-*- org-mode -*-

* How to parse single line JSON logs for ElasticSearch Cloud
This is going to be a brief blog post, but wanted to jot down a few things as solving this "easy" issue has taken me the better part of 4 hours.
** The Problem
I have a number of weirdly formatted logs that developers would like to be able to easily search through and get insights from. The developers control this log format,
but its an embedded environment and it's "non-trivial" to modify the format.

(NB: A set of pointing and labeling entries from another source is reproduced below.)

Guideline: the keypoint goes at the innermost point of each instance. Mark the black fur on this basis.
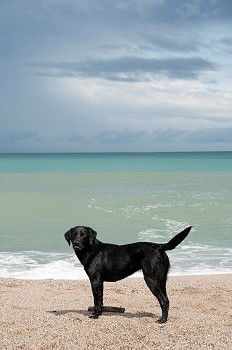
(111, 262)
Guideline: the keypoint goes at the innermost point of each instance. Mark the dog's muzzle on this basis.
(77, 247)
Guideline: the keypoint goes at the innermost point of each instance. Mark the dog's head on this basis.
(81, 237)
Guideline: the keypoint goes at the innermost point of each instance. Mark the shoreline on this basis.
(52, 314)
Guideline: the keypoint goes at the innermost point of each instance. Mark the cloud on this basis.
(201, 136)
(121, 137)
(131, 68)
(18, 137)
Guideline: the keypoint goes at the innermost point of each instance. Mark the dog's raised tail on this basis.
(175, 241)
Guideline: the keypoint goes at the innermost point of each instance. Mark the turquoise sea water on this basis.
(125, 197)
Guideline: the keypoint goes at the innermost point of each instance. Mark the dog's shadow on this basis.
(88, 313)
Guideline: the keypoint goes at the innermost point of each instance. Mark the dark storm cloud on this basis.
(123, 40)
(133, 68)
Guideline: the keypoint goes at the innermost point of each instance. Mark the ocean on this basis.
(125, 197)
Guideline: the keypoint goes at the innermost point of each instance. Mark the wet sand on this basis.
(52, 314)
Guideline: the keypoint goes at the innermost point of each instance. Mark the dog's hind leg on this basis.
(158, 289)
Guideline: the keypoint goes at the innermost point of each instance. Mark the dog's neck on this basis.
(86, 256)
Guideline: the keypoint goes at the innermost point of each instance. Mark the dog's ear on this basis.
(68, 235)
(92, 235)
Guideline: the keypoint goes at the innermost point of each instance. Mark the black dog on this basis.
(111, 262)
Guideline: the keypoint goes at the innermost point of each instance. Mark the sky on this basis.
(115, 75)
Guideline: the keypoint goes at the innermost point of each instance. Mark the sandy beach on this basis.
(52, 314)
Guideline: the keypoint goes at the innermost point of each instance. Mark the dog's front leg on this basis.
(97, 289)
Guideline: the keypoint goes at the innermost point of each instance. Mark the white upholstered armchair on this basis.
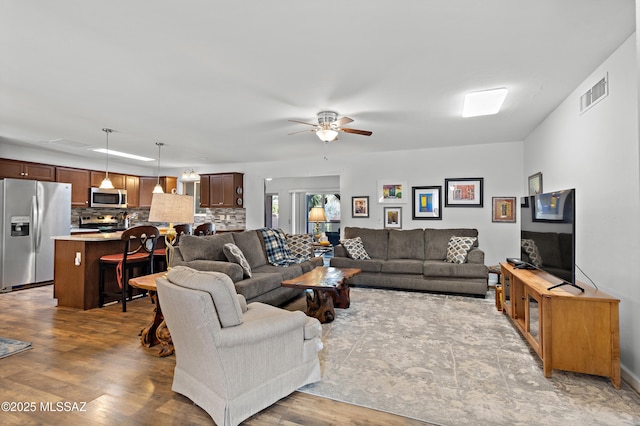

I wrote a Perl script that will read in these developer logs and regex out
key fields I'm interested in, transforming them like so (fake data):

#+BEGIN_SRC shell
# Original log line
# LOG LEVEL # DATE & TIME      # FUNCTION NAME/LINE NUMBER # LOG MESSAGE
[DEBUG] 2020/9/10 - 13:59:23 | some_function_name 166: some log message

# PARSED LOG LINE
{"log_level":"Debug","timestamp":"2020-09-10T13:59:23","function_name":"some_function_name","line_number":"166","message":"some log message"}
#+END_SRC

After setting up this log parser and filebeat, I started processing these logs into a hosted ElasticSearch cloud instance. To my surprised, the JSON fields were
not indexed, meaning I couldn't perform KQL searches like =timestamp:2020-09*= to get all log lines from that month.

** The Solution
To Elastic's credit, it's actually incredibly simple to get this behavior with filebeat, all I needed to do was add the following to the =/etc/filebeat/filebeat.yml=
file under the =processors= field (This is on filebeat versions 7.x):

#+BEGIN_SRC yaml
processors:
 - decode_json_fields:
     fields: ["line_number","message","timestamp","function_name","log_level"]
     process_array: false
     max_depth: 1
     target: ""
     overwrite_keys: false
     add_error_key: true
#+END_SRC

The relevant documentation can be found here: https://www.elastic.co/guide/en/beats/filebeat/current/decode-json-fields.html

After creating a new index in ElasticSearch and ingesting logs to this new index, the expected KQL behavior worked.

The reason why I'm making this blog post is that it took me hours to find this documentation, as there seems to be about 1000 different ways to get this
functionality, with a number of different caveats or options depending on your use case. I may just be showing my inexperience with ElasticSearch here,
but decided to write something brief about this because it took me a while to track down.

Note: This post isn't a knock against Elastic and their products. They solve a complex issue and give users a lot of options for how to manage, index, and
search their data. I think given those options though, groking documentation can become time consuming and I wanted to try and offer a shortcut.